The US Army has delayed the multi-billions dollar roll-out of thousands of custom Microsoft HoloLens.
Earlier this year Microsoft won a $22 billion deal to deliver 120,000 custom HoloLens kits to soldiers. As part of the contract, Microsoft will provide cloud and Edge services to support the augmented reality kit.
In 2018, Microsoft signed a $480 million contract with the US military as part of its Integrated Visual Augmentation System (IVAS) project with goal to "increase lethality by enhancing the ability to detect, decide and engage before the enemy."
In March 2021, the military decided to take the project from prototyping to production signed a follow up deal that Microsoft said could be worth up to $22 billion.

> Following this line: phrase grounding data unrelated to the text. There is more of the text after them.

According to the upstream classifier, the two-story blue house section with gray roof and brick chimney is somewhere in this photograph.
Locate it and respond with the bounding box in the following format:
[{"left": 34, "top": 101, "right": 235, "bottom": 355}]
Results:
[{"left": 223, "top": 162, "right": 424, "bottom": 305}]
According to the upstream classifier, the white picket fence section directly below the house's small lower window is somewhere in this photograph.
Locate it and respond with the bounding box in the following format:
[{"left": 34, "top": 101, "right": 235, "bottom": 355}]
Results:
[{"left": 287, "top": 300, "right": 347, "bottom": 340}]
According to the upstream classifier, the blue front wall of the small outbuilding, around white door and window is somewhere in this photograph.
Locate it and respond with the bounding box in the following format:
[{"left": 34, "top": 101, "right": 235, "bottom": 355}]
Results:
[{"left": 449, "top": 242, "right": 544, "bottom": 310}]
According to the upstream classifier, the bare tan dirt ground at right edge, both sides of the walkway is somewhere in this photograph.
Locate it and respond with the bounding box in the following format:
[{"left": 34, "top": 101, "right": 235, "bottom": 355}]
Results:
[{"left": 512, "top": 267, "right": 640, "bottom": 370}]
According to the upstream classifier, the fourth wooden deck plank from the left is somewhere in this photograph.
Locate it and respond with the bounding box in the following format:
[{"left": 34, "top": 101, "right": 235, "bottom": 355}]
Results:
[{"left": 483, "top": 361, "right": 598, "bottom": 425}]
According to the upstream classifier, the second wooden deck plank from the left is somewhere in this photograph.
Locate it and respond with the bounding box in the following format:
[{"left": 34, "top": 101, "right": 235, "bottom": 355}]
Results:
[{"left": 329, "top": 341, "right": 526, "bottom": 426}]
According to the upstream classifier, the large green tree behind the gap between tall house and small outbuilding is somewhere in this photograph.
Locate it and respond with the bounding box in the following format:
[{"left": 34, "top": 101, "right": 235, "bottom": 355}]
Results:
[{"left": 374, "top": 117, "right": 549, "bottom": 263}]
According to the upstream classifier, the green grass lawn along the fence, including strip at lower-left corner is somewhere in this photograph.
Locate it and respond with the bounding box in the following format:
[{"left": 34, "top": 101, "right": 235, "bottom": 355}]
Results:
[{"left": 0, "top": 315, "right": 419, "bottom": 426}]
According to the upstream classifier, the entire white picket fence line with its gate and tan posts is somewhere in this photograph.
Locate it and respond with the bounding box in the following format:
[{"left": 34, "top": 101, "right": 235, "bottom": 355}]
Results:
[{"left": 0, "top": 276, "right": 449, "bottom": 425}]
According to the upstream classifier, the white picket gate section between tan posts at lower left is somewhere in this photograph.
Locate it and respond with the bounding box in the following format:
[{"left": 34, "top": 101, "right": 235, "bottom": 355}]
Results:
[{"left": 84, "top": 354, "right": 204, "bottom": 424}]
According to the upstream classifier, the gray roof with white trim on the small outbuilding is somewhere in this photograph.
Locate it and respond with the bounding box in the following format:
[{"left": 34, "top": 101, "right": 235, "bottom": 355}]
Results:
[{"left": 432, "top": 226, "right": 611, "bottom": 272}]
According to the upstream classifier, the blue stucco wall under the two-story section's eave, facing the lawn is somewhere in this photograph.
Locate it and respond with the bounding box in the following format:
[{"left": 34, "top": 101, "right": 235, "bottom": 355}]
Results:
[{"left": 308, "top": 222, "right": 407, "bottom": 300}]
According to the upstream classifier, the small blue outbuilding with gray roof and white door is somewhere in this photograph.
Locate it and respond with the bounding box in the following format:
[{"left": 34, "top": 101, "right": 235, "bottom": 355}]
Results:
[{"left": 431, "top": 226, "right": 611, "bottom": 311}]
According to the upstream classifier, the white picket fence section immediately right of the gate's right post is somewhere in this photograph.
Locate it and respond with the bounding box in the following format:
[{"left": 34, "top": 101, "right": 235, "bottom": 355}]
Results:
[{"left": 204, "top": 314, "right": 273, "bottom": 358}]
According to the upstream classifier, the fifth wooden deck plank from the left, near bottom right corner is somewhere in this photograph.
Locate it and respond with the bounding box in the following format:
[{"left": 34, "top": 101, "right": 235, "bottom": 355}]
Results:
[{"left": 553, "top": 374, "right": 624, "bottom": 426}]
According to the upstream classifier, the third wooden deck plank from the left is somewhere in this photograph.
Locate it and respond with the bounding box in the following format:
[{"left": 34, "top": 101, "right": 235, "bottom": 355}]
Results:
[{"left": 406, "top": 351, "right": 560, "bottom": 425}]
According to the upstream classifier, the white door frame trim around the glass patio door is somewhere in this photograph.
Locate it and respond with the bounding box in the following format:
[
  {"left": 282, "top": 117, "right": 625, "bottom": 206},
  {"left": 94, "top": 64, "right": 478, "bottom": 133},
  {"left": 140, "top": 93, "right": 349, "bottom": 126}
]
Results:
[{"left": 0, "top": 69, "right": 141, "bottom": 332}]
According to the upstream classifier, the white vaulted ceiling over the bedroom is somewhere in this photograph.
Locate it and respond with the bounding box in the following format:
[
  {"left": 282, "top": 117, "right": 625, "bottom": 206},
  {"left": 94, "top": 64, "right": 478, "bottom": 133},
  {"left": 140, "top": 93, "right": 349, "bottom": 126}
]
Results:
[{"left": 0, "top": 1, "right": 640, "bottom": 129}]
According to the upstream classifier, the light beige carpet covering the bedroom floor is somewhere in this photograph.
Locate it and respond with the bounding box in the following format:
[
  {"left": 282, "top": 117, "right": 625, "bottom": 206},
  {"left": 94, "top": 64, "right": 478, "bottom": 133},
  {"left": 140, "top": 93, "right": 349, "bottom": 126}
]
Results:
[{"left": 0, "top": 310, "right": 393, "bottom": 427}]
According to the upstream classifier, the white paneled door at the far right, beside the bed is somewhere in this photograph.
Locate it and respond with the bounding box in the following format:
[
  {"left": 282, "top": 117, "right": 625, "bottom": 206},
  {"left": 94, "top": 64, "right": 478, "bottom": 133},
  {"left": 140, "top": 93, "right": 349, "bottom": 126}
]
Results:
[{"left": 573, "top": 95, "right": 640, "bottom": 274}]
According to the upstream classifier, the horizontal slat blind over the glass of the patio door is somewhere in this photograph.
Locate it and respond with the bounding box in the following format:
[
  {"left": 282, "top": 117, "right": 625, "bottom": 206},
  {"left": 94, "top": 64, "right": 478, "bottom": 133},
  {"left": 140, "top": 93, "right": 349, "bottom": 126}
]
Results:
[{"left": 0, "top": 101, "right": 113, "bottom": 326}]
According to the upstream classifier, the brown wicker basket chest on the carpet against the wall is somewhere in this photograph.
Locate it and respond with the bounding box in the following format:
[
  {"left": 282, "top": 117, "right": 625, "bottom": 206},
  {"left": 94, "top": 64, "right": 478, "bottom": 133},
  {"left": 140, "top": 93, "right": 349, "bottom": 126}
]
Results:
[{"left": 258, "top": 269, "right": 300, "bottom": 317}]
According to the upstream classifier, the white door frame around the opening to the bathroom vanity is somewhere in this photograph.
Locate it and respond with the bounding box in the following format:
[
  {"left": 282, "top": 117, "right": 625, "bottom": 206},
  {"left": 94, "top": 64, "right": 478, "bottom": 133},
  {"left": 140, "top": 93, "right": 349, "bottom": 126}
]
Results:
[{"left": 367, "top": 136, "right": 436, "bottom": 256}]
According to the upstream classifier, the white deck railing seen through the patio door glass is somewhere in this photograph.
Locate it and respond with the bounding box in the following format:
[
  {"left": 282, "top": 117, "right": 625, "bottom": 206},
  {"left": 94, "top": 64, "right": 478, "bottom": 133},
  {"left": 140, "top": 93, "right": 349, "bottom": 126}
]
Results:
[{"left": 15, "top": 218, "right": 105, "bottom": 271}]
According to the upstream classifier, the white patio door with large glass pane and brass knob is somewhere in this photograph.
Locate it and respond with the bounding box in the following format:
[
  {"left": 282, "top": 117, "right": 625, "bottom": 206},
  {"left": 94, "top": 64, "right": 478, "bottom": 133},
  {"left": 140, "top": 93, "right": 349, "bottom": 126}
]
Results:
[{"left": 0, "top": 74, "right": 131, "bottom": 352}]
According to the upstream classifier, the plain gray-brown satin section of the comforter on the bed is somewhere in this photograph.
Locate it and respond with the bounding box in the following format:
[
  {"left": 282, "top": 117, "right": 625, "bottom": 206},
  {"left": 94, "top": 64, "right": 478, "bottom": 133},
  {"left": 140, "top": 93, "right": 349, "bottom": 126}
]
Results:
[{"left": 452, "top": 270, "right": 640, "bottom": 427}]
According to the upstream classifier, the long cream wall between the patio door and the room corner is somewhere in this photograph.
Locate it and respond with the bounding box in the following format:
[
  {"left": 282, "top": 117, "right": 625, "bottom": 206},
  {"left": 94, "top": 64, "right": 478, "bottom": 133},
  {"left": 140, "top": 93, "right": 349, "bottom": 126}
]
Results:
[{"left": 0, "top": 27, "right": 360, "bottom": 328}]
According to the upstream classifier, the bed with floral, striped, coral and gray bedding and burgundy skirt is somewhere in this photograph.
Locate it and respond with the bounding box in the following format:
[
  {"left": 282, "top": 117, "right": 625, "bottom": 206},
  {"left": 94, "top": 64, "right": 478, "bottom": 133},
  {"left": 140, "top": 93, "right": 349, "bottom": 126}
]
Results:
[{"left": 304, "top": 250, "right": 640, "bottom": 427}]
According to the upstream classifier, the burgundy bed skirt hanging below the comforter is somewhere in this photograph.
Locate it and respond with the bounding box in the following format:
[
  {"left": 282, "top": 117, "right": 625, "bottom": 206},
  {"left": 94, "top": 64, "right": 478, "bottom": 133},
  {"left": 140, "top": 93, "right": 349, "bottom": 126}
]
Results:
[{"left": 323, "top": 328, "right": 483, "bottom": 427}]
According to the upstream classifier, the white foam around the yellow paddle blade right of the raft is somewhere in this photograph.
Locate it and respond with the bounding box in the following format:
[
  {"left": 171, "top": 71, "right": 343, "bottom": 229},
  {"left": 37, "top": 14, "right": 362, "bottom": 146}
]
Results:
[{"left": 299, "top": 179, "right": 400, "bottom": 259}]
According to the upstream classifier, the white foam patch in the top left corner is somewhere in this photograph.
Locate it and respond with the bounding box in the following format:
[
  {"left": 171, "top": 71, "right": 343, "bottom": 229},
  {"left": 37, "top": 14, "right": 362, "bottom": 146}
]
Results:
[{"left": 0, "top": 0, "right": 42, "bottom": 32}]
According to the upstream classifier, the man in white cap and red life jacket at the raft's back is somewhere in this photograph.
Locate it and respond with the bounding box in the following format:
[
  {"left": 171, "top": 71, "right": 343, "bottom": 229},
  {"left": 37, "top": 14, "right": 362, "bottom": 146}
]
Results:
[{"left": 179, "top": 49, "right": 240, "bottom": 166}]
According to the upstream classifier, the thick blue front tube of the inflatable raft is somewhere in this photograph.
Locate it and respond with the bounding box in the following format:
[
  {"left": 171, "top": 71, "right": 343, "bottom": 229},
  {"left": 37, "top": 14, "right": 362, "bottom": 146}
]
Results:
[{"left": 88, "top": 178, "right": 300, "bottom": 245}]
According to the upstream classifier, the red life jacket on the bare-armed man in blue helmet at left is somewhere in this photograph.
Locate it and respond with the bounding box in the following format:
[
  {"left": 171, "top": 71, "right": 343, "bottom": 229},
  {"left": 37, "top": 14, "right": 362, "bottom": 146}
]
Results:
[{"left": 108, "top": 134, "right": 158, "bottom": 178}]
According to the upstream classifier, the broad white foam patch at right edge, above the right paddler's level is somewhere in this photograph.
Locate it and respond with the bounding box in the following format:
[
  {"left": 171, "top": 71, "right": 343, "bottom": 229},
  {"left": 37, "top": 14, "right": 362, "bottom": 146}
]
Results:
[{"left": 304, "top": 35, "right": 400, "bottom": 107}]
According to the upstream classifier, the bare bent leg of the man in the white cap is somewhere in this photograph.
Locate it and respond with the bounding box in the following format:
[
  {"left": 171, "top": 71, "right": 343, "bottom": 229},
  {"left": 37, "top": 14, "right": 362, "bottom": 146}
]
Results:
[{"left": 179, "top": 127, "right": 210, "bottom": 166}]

The deal is set to last five years with an option for a further five year extension.
However, after nearly a year of testing, the Army has announced a pushback on the widespread roll-out of the hardware.
"The IVAS headset, based on HoloLens and augmented by Microsoft Azure cloud services, delivers a platform that will keep soldiers safer and make them more effective," said the Microsoft technical fellow Alex Kipman at the time.
This week the US Military announced it was delaying the roll-out of the project, saying it shifting IVAS Operational Test and fielding to a date “later in FY22.”
“The Army conducted an Adversarial Electronic Warfare and Cybersecurity Test in September 2021, and plans to execute testing regularly throughout FY22,” it said in a statement. The Army said it had conducted ‘Adversarial Electronic Warfare & Cybersecurity Tests’ in September 2021.
The delay will help the Army enhance the IVAS technology platform, and ensure “Soldiers achieve overmatch in Multi Domain Operations.”
The statement also reaffirmed that the Army intends to continue developing the technology and is not abandoning the project. According to a project timeline the Army envisions the first unit fully equipped with IVAS by September 2022.
“The Army is fully committed to its partnership with Microsoft to advance specific technologies to meet operational requirements and maximize warfighter impact.”
As well as equipping soldiers, Microsoft and Amazon have both won more than $50 million in contracts related to military drone project Maven, after rival Google dropped out due to staff protests.